La musica del lavoro. Il sindacato è chiamato a gestire le contraddizioni del presente in luogo della politica assente

Le mondine hanno rappresentato un mito di lotta sindacale, prima ancora del sindacato. Esordisce così il direttore di Electomagazine, Augusto Grandi. Il lavoro nelle risaie, che ha caratterizzato l’Italia settentrionale fra la fine del XIX e la prima metà del XX secolo, ha rappresentato, secondo Grandi, una esperienza formativa fondamentale, in quanto ha contribuito alla crescita di un sentimento di libertà ed emancipazione per le donne. Questo anelito, però, è presto venuto meno, così le canzoni delle mondine, che avevano la funzione di formare il gruppo, sono cadute nel dimenticatoio e, con esse, le canzoni stesse del lavoro. «Già nel ’68, la musica era completamente cambiata». Grandi racconta un episodio minore, ma carico di significato: «Per festeggiare la fine degli anni ‘80, la Fiom regalò una compilation di musiche di discoteca, andando incontro alla modernità.
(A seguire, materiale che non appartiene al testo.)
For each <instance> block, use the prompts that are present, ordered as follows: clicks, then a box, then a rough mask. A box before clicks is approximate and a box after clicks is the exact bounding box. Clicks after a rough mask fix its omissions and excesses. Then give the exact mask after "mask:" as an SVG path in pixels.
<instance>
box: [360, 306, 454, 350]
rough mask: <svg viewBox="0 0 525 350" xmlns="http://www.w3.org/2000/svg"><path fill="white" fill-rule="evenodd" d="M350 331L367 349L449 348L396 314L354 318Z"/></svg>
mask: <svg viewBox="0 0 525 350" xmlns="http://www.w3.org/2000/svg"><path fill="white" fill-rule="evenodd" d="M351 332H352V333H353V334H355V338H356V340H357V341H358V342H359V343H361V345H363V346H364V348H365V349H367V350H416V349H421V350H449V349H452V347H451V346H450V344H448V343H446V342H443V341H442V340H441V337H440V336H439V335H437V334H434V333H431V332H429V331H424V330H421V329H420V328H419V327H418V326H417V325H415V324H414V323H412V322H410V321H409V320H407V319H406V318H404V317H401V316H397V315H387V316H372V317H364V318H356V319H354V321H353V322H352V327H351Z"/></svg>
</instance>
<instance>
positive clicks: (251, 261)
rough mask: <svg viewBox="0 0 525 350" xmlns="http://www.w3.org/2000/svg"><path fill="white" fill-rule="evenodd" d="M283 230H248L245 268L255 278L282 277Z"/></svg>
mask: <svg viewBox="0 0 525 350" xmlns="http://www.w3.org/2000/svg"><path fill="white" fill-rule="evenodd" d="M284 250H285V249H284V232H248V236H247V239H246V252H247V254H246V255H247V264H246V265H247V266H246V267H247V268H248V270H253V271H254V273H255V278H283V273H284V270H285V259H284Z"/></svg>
È quindi un cambiamento epocale: il mondo del lavoro non è più collettivo, ma si divide. Il decennio dell’edonismo si chiude con il sindacato che balla». I lavoratori, da collettività e comunità, diventano singoli individui. «Successivamente il modello è ancora cambiato, con il precariato diffuso, mentre, con il Covid-19 si è immaginato di creare le monadi del lavoro, con ogni dipendente a casa propria, isolato e incapace di fare squadra». Il sindacato, per superare le contraddizioni del presente, fra intelligenza artificiale e laureati che emigrano, «è chiamato a sostituire la politica che, su questi temi, è assente».